Le premier film qu’elle avait produit et où elle avait d’ailleurs joué s’appelle donc Leïla. Et c’est une date marquante de l’histoire du 7e art, puisque c’était le premier long métrage égyptien. En février 1927 on commenca à prendre les prises de vues à Ségara, Al Ahram et Al Kalaâ. En avril de la même année, le tournage prit fin.
Malheureusement, Aziza découvrit que cela ne correspondait pas à la trame de l’histoire et qu’il y avait dissonnances et désaccords. Elle dut ainsi congédier Widad Orfi.
L’histoire a subi quelques remaniements. Oustiphane Rousty a été chargé de réaliser de nouveau le film avec l’assistance d’Ahmed Jallel, qui allait par la suite devenir réalisateur, et créér un studio (Studio Gallel), situé à Hadayek El Koubba.
Le film Leïla a été interprété par Aziza Amir, Widad Orfi, Ahmed Jallel, Oustiphane Rousty, Hassine Fawzi.
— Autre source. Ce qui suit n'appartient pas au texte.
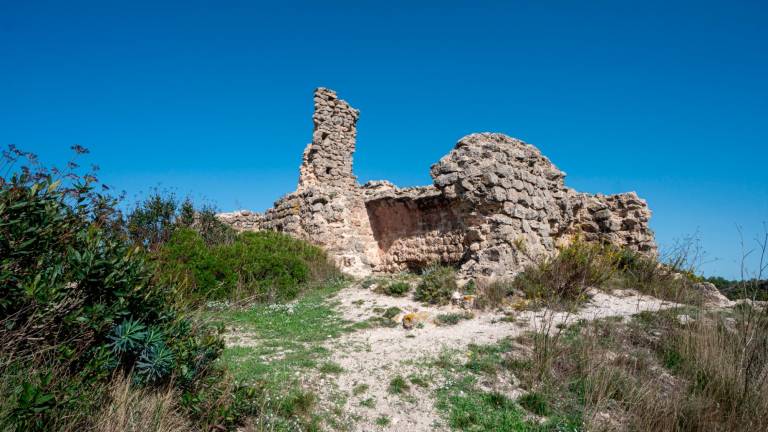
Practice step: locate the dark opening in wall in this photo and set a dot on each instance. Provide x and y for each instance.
(414, 233)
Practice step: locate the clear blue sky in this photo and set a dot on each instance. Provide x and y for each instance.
(214, 99)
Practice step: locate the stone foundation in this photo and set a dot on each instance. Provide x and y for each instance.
(496, 204)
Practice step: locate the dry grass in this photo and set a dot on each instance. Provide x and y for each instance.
(131, 409)
(656, 374)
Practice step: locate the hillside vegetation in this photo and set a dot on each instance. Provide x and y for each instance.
(99, 324)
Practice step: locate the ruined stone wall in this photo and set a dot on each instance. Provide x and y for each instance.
(327, 160)
(496, 205)
(414, 228)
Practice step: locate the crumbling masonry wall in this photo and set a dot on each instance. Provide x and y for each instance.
(496, 204)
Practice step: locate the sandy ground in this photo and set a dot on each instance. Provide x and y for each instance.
(373, 356)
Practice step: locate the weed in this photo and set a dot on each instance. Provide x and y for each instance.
(392, 312)
(534, 402)
(331, 368)
(452, 318)
(397, 289)
(398, 385)
(419, 381)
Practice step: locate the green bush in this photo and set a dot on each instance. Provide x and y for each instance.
(263, 266)
(437, 285)
(397, 289)
(154, 220)
(79, 304)
(568, 275)
(452, 318)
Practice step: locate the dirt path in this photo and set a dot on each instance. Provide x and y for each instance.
(372, 357)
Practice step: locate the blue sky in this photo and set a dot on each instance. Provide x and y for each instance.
(213, 99)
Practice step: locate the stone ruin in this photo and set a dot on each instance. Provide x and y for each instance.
(496, 204)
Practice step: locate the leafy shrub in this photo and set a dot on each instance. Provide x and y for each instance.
(264, 266)
(437, 285)
(568, 275)
(397, 289)
(648, 275)
(391, 312)
(154, 220)
(80, 305)
(492, 294)
(398, 385)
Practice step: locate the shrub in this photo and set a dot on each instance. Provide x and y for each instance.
(568, 275)
(492, 294)
(437, 285)
(263, 266)
(535, 403)
(398, 385)
(452, 318)
(397, 289)
(662, 280)
(154, 220)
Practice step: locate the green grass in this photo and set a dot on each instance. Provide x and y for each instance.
(287, 337)
(534, 402)
(360, 389)
(383, 421)
(419, 380)
(330, 368)
(470, 409)
(467, 407)
(398, 385)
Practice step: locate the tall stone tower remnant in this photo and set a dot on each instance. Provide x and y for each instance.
(496, 204)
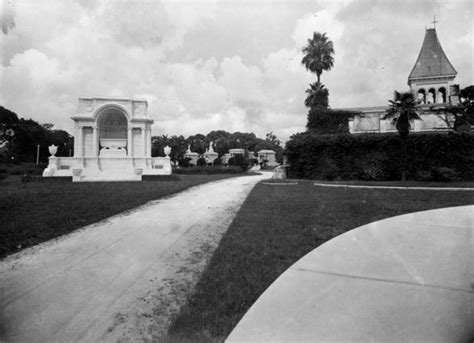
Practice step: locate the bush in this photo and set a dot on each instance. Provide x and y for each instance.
(184, 162)
(201, 162)
(378, 157)
(445, 174)
(3, 174)
(209, 170)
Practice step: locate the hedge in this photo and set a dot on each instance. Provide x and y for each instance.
(208, 170)
(430, 157)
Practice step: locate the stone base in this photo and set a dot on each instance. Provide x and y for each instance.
(111, 168)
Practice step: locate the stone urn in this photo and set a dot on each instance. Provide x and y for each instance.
(53, 149)
(76, 172)
(167, 150)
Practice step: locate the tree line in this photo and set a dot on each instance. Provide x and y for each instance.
(221, 142)
(20, 138)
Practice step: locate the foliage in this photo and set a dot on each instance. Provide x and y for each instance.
(380, 156)
(318, 54)
(402, 110)
(327, 121)
(201, 162)
(218, 161)
(463, 112)
(222, 141)
(274, 228)
(318, 96)
(24, 136)
(239, 161)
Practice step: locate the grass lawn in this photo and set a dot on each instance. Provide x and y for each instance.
(275, 227)
(31, 213)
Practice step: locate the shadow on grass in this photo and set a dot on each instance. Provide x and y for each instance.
(44, 208)
(275, 227)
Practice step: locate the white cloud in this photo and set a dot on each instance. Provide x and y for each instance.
(210, 65)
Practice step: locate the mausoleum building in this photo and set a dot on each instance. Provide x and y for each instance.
(430, 81)
(112, 142)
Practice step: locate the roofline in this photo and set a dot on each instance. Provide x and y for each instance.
(113, 98)
(419, 54)
(362, 109)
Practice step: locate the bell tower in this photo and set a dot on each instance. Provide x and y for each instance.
(432, 75)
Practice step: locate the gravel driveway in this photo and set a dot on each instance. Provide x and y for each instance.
(122, 279)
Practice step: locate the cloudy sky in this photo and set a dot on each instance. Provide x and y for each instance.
(208, 65)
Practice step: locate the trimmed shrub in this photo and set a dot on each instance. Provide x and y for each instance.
(209, 170)
(378, 157)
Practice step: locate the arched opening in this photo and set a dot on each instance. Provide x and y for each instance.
(431, 97)
(441, 97)
(112, 126)
(421, 97)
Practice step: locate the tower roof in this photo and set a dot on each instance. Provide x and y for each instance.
(432, 61)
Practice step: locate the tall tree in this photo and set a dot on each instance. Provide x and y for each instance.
(318, 54)
(317, 96)
(402, 110)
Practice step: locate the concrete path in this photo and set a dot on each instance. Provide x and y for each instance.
(101, 282)
(408, 278)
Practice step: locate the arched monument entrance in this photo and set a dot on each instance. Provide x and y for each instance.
(112, 142)
(112, 125)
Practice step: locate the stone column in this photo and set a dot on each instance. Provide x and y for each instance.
(129, 142)
(144, 141)
(148, 143)
(80, 148)
(95, 147)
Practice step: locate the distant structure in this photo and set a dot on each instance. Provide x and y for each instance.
(210, 155)
(112, 142)
(268, 157)
(430, 81)
(191, 156)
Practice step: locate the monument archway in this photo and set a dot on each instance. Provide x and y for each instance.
(112, 126)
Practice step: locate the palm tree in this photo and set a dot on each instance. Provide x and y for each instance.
(402, 110)
(317, 96)
(318, 54)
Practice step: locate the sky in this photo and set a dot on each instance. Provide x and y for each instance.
(217, 65)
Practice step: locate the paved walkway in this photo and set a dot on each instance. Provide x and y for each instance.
(97, 283)
(408, 278)
(395, 187)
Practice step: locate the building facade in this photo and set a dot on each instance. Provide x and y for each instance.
(112, 141)
(431, 82)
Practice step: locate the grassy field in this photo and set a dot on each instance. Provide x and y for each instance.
(275, 227)
(34, 212)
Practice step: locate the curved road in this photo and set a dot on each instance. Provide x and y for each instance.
(82, 286)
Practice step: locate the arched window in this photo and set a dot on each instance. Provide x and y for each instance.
(441, 96)
(431, 96)
(421, 96)
(112, 124)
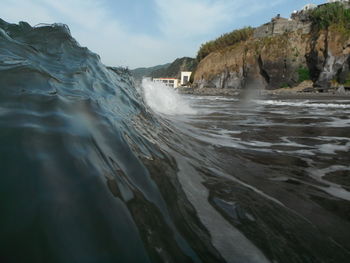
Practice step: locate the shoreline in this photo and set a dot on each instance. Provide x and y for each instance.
(266, 94)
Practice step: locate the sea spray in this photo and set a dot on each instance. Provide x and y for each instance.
(165, 100)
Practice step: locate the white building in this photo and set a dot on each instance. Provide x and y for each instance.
(309, 7)
(185, 77)
(170, 82)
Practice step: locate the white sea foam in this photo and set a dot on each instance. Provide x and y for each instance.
(304, 103)
(166, 100)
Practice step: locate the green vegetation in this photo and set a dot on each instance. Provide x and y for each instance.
(331, 15)
(303, 74)
(224, 41)
(284, 85)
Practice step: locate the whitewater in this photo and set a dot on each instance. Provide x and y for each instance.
(96, 169)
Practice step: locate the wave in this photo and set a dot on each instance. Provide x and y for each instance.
(94, 171)
(305, 103)
(82, 171)
(164, 99)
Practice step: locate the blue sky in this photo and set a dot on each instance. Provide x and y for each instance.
(137, 33)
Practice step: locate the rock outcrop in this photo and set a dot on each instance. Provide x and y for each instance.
(282, 53)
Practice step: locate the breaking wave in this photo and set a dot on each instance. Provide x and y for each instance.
(90, 174)
(164, 99)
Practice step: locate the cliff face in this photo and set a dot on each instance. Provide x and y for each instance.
(280, 54)
(170, 70)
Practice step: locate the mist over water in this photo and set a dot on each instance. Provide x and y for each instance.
(164, 99)
(94, 171)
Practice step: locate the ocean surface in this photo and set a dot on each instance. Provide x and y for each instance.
(96, 169)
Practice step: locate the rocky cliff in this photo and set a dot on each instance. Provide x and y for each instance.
(170, 70)
(283, 53)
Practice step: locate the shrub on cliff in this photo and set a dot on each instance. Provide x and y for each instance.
(334, 14)
(303, 74)
(224, 41)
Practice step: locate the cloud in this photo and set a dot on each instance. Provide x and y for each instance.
(183, 25)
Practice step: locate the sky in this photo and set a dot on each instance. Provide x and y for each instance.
(144, 33)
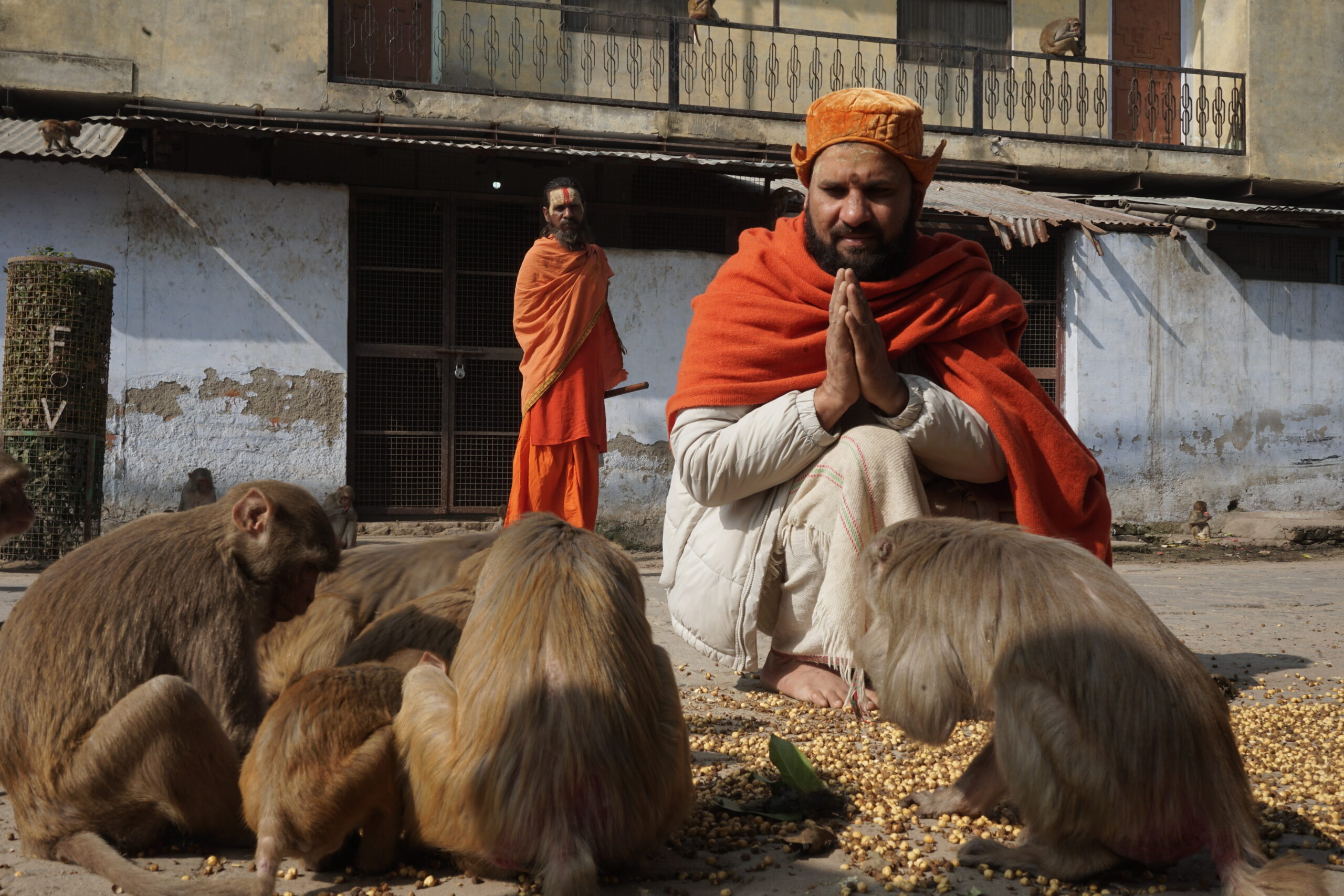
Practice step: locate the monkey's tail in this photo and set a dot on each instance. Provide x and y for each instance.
(569, 870)
(1285, 876)
(268, 858)
(94, 853)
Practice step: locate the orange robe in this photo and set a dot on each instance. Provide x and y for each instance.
(760, 331)
(572, 355)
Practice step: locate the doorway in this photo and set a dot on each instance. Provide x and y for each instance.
(435, 407)
(1147, 104)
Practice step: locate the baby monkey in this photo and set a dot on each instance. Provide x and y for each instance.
(1198, 520)
(323, 766)
(59, 133)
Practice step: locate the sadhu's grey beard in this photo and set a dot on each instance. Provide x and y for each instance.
(572, 238)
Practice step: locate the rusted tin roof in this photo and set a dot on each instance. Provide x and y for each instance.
(438, 140)
(96, 139)
(1018, 214)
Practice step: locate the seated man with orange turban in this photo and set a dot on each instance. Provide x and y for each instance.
(572, 355)
(843, 373)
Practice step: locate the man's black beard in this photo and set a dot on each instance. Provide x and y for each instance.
(882, 262)
(570, 238)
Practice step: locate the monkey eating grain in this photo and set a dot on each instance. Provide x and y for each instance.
(323, 766)
(371, 581)
(1109, 735)
(150, 696)
(555, 743)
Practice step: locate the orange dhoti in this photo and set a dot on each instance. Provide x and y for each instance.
(570, 356)
(560, 479)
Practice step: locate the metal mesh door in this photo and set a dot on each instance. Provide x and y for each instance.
(395, 452)
(490, 242)
(435, 385)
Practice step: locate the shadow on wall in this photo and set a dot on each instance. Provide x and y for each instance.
(634, 491)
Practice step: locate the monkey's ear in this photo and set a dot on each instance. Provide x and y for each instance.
(433, 660)
(253, 512)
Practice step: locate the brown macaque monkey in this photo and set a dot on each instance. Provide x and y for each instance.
(152, 699)
(555, 743)
(371, 581)
(1198, 520)
(702, 11)
(982, 620)
(17, 515)
(323, 765)
(1064, 35)
(433, 623)
(313, 641)
(59, 133)
(200, 489)
(381, 577)
(340, 511)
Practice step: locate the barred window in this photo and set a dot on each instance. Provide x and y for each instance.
(1304, 258)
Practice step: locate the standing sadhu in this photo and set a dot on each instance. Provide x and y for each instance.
(572, 355)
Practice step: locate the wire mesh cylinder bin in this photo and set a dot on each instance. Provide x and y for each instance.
(54, 398)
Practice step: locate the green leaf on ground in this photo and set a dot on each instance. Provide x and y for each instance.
(742, 810)
(795, 769)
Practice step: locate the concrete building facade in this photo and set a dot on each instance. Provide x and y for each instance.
(319, 160)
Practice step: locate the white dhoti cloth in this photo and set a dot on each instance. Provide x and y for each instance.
(814, 605)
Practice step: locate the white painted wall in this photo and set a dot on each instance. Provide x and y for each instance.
(181, 309)
(651, 303)
(1190, 383)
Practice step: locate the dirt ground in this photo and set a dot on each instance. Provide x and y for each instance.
(1273, 625)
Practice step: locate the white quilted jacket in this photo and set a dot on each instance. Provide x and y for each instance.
(730, 477)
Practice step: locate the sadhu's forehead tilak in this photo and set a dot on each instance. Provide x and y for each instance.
(563, 196)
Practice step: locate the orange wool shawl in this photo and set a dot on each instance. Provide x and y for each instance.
(760, 331)
(560, 299)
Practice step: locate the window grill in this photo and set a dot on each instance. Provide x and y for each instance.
(1034, 272)
(674, 231)
(597, 23)
(1303, 258)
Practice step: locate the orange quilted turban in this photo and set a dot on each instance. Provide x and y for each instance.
(866, 116)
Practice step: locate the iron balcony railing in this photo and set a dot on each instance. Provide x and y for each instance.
(550, 51)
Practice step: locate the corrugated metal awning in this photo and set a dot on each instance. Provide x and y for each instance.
(96, 139)
(444, 141)
(1223, 208)
(1015, 213)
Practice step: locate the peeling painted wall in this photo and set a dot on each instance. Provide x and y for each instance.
(651, 303)
(1190, 383)
(203, 371)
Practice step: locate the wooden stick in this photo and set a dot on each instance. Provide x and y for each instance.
(625, 390)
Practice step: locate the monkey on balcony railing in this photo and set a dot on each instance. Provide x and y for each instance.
(1064, 35)
(702, 11)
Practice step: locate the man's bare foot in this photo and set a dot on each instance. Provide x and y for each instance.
(808, 681)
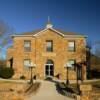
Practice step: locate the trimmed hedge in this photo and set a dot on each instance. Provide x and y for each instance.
(6, 72)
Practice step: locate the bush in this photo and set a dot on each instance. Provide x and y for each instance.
(6, 72)
(22, 77)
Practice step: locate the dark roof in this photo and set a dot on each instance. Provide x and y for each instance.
(36, 31)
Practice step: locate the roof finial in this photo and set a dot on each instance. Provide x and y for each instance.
(49, 24)
(48, 19)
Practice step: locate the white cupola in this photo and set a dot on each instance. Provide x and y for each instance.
(49, 24)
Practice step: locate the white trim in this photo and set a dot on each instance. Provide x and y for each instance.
(38, 33)
(50, 29)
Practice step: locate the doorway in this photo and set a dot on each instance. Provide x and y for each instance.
(49, 68)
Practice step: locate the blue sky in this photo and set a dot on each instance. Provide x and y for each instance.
(80, 16)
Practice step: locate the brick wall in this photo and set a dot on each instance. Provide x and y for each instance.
(38, 54)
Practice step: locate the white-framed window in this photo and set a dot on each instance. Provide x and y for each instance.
(72, 62)
(49, 46)
(27, 45)
(71, 46)
(27, 63)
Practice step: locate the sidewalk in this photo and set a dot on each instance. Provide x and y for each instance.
(48, 92)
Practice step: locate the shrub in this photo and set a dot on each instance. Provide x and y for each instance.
(6, 72)
(22, 77)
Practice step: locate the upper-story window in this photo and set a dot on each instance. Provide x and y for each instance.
(49, 46)
(26, 63)
(27, 45)
(72, 62)
(71, 46)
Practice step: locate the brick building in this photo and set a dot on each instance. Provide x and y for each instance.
(48, 50)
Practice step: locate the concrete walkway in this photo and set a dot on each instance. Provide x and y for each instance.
(48, 91)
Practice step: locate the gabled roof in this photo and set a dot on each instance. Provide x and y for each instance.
(39, 31)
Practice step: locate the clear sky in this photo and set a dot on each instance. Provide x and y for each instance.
(80, 16)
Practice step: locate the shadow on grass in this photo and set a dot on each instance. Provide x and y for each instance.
(62, 88)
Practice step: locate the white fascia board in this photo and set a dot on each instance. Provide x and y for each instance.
(50, 29)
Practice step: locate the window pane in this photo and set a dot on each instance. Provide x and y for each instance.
(49, 46)
(71, 45)
(26, 63)
(72, 62)
(27, 45)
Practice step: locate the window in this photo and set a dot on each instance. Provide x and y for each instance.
(72, 61)
(27, 63)
(27, 45)
(71, 46)
(49, 46)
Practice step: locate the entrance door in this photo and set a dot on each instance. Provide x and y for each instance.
(49, 68)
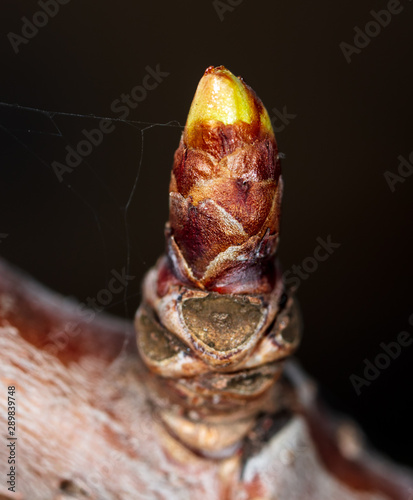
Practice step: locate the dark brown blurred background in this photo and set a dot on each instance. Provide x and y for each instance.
(352, 121)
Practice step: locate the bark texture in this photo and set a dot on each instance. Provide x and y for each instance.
(86, 429)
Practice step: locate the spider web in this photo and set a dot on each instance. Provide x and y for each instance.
(52, 118)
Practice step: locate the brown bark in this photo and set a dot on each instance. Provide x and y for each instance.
(86, 429)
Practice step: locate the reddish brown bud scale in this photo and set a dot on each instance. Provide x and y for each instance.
(217, 323)
(225, 190)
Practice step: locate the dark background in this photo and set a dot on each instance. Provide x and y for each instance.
(352, 122)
Le film, dans  sa nouvelle version, a été projeté en avant-première le 16 novembre 1927 au cinéma le Métropole.
Ce jour-là, le grand économiste Talaât Harb Bacha complimenta Aziza Amir en lui disant : «Vous venez d’accomplir un grand ouvrage ! Beaucoup d’hommes sont incapables d’en faire autant».

Des thèmes sociaux à la cause
palestinienne

Il faut dire que le film raconte l’histoire de Leïla, une jeune orpheline qui vit dans une oasis, près de Segara. Le chef  de la tribu prend en charge son éducation. Elle tombe amoureuse d’Ahmed  dont elle portera un bébé illégitime. Mais Ahmed part aux Etats-Unis avec une touriste, livrant Leïla et son bébé à la colère de la tribu qui expulse la jeune fille abusée. Leïla est ensuite renversée par une voiture dont le chauffeur la soigne. Elle l’épousera après avoir mis au monde cet enfant, fruit d’une relation illégitime.
Aziza Amir traitait dans  ses films des thèmes sociaux qui insistent souvent sur les disparités entre classes sociales, avec une défense claire de la couche la moins favorisée.
Dans Al Wercha (L’atelier), elle analyse les mille et un soucis des travailleurs. Dans Ibnati (ma fille), ce sont les problèmes de l’enfance et l’instinct de la maternité qui se trouvent mis en exergue. Dans le film Al flouss (l’argent), c’est la course à l’enrichissement qui sert de toile de fond.
La science fiction a sa part dans Vadi ennoujoum (La baie des étoiles). La cause palestinienne a également requis toute sont attention dans deux longs métrages. Faten min filastine tourné en 1948 avec Mahmoud Dulficar et Souad Mohamed, et Nadia réalisé en 1949 avec Aziza Amir, Chadia et Mahmoud Dulficar.
Genre film musical, Aziza Amir produit Chamaâ tahtariq (une chandelle se consume), Aleïlou lana (A nous, la nuit), Khadaani abi (Mon père m’a trompé).
Le film Taquiatou el ikhfaa a connu un grand succés en raison des innombrables astuces cinématographiques qu’il recèle.

Filmographie

Aziza Amir nous a quittés le 28 février 1952 après une longue carrière allant du film Leïla en 1927, où elle  joua et a été productrice tout en participant à la rédaction du scénario et au montage aux côtés de Oustiphane Rousty, jusqu’à Amintou Bellah (Je crois en Dieu) en 1952 qu’elle a produit tout en y jouant.
Voici la liste de ses films les plus importants :
- Leïla 1927, Bent Ennil 1929, Kaffini an khatiatiki 1933, Bissalamtou awez yitgawez 1936,Bayaatou attofah 1939, Al wercha 1940, Leïlat al farah 1943, Wadi annoujoum 1943, Takiet el ikhfaa 1944, Al flouss 1945, Nadia, Alaïlou lana 1949, Kesma wa nassib 1950, Khadaani abi 1951, Amintou Bellah 1952.  
Aziza Amir aura donc présenté 25 films, mais, surtout, produit, écrit et «monté» plusieurs longs métrages.
On garde le souvenir d’une cinéaste complète et une pionnière du mélodrame égyptien.
Aziza Amri a vécu 51 ans, dont un quart de siècle au service des arts, notamment du cinéma dont elle restera à jamais une figure de proue, ne serait-ce que parce que elle avait produit et interprété le premier long métrage de l’histoire du cinéma égyptien — Leïla.